Friday, 16 March 2018

Simple Tips For Looking After Your Heart

We all want to live longer, don't we? Well, there are certain things we can do to look after ourselves and look after our heart. Here is a roundup of advice from respected websites, research and the NHS.

Eat Healthily




I'm a firm believer in everything in moderation but there are some things you can do to actively look after your heart. 

Current advice is that a balanced diet should contain at least 5 portions of fruit and veg a day. This doesn't have to be fresh fruit, it can also be frozen, tinned or dried.

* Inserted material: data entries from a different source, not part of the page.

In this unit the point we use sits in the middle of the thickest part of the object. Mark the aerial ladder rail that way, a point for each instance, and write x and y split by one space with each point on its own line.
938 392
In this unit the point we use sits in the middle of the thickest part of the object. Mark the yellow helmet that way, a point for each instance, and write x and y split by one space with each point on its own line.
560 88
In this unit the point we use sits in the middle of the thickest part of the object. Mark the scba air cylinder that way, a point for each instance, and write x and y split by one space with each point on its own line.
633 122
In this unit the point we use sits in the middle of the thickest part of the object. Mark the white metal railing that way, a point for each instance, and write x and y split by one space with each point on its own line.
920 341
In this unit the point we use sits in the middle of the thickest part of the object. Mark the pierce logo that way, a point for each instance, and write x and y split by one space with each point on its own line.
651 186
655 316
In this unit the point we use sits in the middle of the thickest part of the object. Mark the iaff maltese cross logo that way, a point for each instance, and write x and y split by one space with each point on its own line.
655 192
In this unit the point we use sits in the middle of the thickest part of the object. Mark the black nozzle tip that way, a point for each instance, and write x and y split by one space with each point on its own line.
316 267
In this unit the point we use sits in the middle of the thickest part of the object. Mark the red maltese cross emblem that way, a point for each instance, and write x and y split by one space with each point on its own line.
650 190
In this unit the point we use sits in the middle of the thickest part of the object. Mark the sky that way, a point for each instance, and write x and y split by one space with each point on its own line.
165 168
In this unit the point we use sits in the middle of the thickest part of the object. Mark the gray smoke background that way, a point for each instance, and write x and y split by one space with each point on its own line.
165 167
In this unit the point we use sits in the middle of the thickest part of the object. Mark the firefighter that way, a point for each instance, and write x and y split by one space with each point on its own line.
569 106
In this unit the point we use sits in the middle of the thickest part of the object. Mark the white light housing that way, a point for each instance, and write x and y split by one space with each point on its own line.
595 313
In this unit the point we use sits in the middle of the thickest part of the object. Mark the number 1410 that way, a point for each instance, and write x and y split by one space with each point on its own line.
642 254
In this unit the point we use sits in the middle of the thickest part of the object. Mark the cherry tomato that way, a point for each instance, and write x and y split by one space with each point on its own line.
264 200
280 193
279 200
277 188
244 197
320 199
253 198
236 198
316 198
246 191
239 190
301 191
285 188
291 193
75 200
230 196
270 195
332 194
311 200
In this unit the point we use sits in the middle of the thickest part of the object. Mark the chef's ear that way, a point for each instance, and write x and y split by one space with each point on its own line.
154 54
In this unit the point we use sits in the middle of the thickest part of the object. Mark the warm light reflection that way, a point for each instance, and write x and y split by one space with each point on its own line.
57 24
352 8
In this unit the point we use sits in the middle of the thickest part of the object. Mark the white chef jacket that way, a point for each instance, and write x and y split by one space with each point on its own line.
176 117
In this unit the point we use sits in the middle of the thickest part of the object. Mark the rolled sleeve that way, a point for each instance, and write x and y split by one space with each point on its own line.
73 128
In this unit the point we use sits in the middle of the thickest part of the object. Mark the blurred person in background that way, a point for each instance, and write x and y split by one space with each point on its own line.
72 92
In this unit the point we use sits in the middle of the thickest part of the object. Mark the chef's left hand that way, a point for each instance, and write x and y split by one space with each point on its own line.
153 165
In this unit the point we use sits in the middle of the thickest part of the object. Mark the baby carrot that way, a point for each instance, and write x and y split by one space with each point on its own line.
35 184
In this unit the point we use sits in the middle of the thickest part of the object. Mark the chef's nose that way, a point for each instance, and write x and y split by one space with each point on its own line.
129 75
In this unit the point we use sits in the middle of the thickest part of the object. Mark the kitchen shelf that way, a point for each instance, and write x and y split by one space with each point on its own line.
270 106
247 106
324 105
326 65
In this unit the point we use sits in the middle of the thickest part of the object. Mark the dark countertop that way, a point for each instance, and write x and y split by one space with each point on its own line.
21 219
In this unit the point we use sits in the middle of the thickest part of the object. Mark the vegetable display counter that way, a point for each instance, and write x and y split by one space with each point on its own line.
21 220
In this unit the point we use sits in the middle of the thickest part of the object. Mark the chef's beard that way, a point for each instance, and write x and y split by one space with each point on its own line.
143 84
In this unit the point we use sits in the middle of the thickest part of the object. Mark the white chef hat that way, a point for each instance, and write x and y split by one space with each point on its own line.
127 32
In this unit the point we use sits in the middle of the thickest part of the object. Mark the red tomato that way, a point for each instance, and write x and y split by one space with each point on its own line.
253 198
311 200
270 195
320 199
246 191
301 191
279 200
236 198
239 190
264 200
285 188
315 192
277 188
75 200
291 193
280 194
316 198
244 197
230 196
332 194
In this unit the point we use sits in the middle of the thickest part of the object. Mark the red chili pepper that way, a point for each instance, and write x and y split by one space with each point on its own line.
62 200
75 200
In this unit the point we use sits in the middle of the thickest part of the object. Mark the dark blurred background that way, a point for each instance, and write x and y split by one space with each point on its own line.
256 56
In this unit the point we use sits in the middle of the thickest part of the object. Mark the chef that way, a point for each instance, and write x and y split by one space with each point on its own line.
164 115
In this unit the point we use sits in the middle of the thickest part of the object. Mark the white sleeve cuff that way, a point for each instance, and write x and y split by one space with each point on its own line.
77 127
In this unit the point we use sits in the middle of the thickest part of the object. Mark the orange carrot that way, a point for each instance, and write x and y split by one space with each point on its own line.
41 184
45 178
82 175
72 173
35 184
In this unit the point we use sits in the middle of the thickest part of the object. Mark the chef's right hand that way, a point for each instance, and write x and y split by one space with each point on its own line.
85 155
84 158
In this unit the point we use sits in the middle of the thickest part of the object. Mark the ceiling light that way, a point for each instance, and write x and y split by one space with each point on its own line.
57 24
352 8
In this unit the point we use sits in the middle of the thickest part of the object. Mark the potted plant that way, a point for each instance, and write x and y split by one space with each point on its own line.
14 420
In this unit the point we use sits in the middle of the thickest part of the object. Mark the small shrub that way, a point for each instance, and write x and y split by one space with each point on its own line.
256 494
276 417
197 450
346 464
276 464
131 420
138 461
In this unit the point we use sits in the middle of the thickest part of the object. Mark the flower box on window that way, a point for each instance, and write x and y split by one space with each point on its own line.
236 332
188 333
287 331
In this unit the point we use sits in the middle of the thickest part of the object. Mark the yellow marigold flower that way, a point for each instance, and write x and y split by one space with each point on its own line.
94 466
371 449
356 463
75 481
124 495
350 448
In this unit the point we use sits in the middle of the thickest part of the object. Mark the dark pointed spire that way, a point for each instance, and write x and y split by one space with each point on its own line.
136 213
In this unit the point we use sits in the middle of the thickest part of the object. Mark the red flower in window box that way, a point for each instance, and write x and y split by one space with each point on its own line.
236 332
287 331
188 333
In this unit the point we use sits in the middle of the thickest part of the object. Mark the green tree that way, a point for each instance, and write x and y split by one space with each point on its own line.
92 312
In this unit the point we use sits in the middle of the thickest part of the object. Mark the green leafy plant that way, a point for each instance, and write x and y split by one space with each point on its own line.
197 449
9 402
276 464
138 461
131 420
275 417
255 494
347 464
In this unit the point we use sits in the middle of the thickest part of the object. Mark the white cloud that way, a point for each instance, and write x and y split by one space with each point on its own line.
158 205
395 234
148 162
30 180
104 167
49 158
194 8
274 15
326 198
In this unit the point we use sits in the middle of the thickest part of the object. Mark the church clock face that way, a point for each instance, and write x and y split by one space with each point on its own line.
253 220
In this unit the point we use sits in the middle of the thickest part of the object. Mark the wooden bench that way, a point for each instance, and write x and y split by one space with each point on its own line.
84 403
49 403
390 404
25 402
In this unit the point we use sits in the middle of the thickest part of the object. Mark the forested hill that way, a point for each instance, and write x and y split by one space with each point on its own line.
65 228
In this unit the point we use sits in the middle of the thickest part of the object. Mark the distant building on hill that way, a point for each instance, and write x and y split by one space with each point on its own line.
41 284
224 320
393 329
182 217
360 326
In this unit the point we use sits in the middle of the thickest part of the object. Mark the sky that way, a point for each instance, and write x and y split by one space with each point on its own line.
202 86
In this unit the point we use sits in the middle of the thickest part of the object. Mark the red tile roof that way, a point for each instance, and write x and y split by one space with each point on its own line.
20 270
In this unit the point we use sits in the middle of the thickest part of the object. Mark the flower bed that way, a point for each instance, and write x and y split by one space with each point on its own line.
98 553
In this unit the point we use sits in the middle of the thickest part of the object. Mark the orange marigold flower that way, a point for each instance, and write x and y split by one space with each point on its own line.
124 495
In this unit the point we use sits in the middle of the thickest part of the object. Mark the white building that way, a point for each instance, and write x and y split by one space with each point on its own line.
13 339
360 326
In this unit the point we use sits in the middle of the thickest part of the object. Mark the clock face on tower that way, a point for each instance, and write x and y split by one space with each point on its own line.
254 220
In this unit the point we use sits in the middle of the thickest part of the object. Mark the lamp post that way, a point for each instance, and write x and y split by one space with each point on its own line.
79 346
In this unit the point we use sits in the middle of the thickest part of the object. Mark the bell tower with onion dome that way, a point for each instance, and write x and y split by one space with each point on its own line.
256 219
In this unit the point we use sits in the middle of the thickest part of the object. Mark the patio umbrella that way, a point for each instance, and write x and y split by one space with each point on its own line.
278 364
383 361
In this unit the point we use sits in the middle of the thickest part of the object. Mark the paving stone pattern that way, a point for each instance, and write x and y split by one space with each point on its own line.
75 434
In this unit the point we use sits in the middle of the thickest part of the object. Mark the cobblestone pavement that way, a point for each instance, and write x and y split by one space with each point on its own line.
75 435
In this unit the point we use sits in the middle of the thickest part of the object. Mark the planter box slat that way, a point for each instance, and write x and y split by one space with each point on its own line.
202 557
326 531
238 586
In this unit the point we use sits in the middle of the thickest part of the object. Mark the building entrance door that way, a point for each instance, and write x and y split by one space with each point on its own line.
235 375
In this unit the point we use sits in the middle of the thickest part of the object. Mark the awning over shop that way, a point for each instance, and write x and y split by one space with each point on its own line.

You can only count fruit juice, beans and pulses once in this equation.

Too much saturated fat and trans fat in your diet can increase the amount of cholesterol and increase your risk of heart disease so try and replace with polyunsaturated fat and monosaturated fats.

Rapeseed oil contains less saturated fat that all commonly used cooking oils so when you are looking for an oil to cook with it's a good choice. Replacing saturated fats with some unsaturated fats such as rapeseed oil, as part of a healthy balanced diet has been shown to reduce cholesterol levels in the blood, which may help to lower the risk of heart disease.

Fish oils can also be added to the diet, either by eating oily fish twice a week or as a supplement. Fish oils contain Omega-3 fatty acids, which are essential to help protect the heart.  Always check with a pharmacist or your doctor if you are considering taking fish oils or vitamin supplements and are pregnant or breastfeeding.

Reducing salt can help your blood pressure remain low, and adults should eat less than 6g of salt a day.

Get Active




It's well documented that an active lifestyle can reduce your risk of heart disease. Adults should do 150 minutes of moderate exercise a week. You need to be active enough to be out of breath, so try an aerobics class, cycling or even brisk walking.

Simple things you can do include trying to not sit down for long periods and build more activity into your lifestyle. On lunch breaks go for a walk, on coffee breaks walk around the office. If you work from home, make sure you get out doors a couple of times a day to get some fresh air and exercise. Exercise also helps with stress and helps lower your blood pressure.

Check out these NHS guidelines for more information. 

Quit smoking


If you are a smoker, quitting smoking will be the best thing you can do for your heart as smokers are twice as likely to have a heart attack as someone who has never smoked. If you live with smokers too this can also increase your risk of a heart attack.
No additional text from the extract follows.